Yönetmenliğini Özcan Alper’in üstlendiği, başrollerini Timuçin Esen ile Leyla Tanlar’ın paylaştığı "Erken Kış" filmi, bugün sinemaseverlerin beğenisine sunuluyor.
Senaryosunu Uğur Aydedim ile Alper'in kaleme aldığı filmde annelik, kimlik ve aidiyet arayışı, yol hikayesi üzerinden anlatılırken bugünün dünyasının önemli ve tartışmalı meselelerine de dokunuluyor.
Özcan Alper'in beşinci uzun metrajlı filmi, göçmenlik, aile olmak, taşıyıcı annelik ve kimlik arayışı konularını ele alıyor.

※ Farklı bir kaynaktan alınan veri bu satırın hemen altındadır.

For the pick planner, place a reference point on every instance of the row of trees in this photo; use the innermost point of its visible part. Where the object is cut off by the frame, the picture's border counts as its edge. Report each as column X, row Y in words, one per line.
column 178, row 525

"Lia" rolü ile 62. Antalya Altın Portakal Film Festivali'nde "En İyi Kadın Oyuncu" ödülü alan Tanlar, AA muhabirine yaptığı açıklamada, "Ben sadece bu filmi yapmam gerektiğini düşündüm aslında hatta bu filmle ilgili çalışmadığım her süre, boşa geçen bir süreymiş gibi geldi. O yüzden bu çalışma bende daha çok bir hırs duygusu oluşturdu. Mesleki açıdan böyle kaşındığım bir nokta oldu." ifadelerini kullandı.
Tanlar, canlandırdığı karakter için duygusal hazırlığın yanı sıra teknik anlamda da büyük çaba sarf ettiğini dile getirdi.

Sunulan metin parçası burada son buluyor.